I wonder if the current divorce literature isn’t saddling children of divorce with the same you’re-screwed message doled out by adoption researchers before this current era of trendy adoption. Are we guilting parents who left marriages that should NOT have been saved–those where addiction, abuse, personality disorders, and mental illness ran rampant–by insinuating that they didn’t have “the right stuff” like their still-married counterparts?
Are people legitimately trying to work on marriages for the sake of the children, or simply because Marriage is the New Black?
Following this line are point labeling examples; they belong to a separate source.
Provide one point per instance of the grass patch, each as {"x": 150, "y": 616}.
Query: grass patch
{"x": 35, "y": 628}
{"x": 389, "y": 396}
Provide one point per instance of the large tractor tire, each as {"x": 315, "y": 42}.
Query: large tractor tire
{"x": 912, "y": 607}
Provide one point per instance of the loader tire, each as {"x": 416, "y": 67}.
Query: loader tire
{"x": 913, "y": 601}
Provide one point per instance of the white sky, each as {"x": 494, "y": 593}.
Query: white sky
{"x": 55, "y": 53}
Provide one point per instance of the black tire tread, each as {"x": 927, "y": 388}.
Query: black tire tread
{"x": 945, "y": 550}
The twice-divorced Nora Ephron, who co-created the HuffPo divorce section hoping to lessen the stigma of divorce, has this to say on the subject:
“Divorce seems as if it will last forever, and then suddenly, one day, your children grow up, move out, and make lives for themselves, and except for an occasional flare, you have no contact at all with your ex-husband. The divorce has lasted way longer than the marriage, but finally it’s over. The point is, that for a long time, the fact that I was divorced was the most important thing about me. And now, it’s not.”
I hope that my kids will one day make a truce with divorce as I have with adoption. That divorce, like adoption, is something that happens to you. From time to time, especially in the face of another loss, it can creep into you like a virus and leave you feeling ragged. But most of the time, it’s just there, one experience among many that make who you are. Maybe it even brings you some gifts: the ability to appreciate what you do have; a belief in your own resilience; the wisdom to look at things from others’ point-of-view; perhaps a talent for mediation.
Until then, I look forward to the day when divorce is no longer the most important thing about me–or my children.